APPROVAL OF THE APPELLATE DIVISION

SUPERIOR COURT OF NEW JERSEY

APPELLATE DIVISION

DOCKET NO. A-1859-08T21859-08T2

MARILEA A. DIFULVIO,

Appellant,

v.

BOARD OF REVIEW and

KATARZYNA FRANKFORT,

Respondents.

__________________________________

 

Submitted September 22, 2009 - Decided

Before Judges Grall and Messano.

On appeal from the Board of Review,

Department of Labor, Docket No. 198,103.

Marilea A. DiFulvio, appellant pro se.

Anne Milgram, Attorney General, attorney

for respondent Board of Review (Lewis A.

Scheindlin, Assistant Attorney General, of

counsel; Brady Montalbano Connaughton,

Deputy Attorney General, on the brief).

Respondent Katarzyna Frankfort has not

filed a brief.

PER CURIAM

Marilea A. DiFulvio, formerly an employee of Katarzyna Frankfort, appeals from an order of the Board of Review of the Department of Labor.
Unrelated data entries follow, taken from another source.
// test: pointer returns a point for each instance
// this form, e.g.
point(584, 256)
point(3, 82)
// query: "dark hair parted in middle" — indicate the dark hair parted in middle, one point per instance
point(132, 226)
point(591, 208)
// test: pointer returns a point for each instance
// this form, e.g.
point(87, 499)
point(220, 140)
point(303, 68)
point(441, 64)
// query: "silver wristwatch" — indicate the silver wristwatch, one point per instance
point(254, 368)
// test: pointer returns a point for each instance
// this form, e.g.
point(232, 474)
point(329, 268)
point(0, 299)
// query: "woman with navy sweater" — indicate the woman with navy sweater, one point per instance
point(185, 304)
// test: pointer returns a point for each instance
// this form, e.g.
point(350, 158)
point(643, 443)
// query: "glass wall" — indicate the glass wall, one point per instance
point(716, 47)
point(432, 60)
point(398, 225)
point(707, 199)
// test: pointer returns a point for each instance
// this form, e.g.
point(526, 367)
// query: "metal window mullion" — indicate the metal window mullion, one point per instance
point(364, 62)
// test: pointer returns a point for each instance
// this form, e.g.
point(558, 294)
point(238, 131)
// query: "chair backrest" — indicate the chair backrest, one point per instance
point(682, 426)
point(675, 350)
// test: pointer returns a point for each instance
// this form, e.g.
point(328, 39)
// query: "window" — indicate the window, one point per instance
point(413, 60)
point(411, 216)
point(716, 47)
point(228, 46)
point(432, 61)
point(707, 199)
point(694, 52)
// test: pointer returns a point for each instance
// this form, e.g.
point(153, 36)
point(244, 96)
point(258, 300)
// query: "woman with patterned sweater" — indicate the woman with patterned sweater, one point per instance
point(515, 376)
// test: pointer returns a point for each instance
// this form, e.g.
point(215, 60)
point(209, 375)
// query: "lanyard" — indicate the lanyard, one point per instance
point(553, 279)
The Board concluded that DiFulvio left work voluntarily without good cause attributable to the work, N.J.S.A. 43:21-5(a), and affirmed the Appeal Tribunal's denial of her claim for benefits under the unemployment compensation law, N.J.S.A. 43:21-1 to -71.

On DiFulvio's initial challenge to the denial of her application for unemployment benefits, DiFulvio and Frankfort gave testimony, in person, before an Appeals Examiner. Their accounts of the pertinent facts were consistent.

Frankfort owns the Jack and Jill Salon and employed DiFulvio as a hairdresser from February 12, 2008 through July 3, 2008. Frankfort's clients are primarily children. Although Frankfort realized that DiFulvio was exhausted and nervous and knew she was taking medication because she was anxious, Frankfort believed that DiFulvio's anxiety stemmed from her situation in life and concern about her ability to perform because she was having difficulty finding a trusted caregiver for her three young children. When DiFulvio resigned, the reason she gave Frankfort was her need to care for her children herself.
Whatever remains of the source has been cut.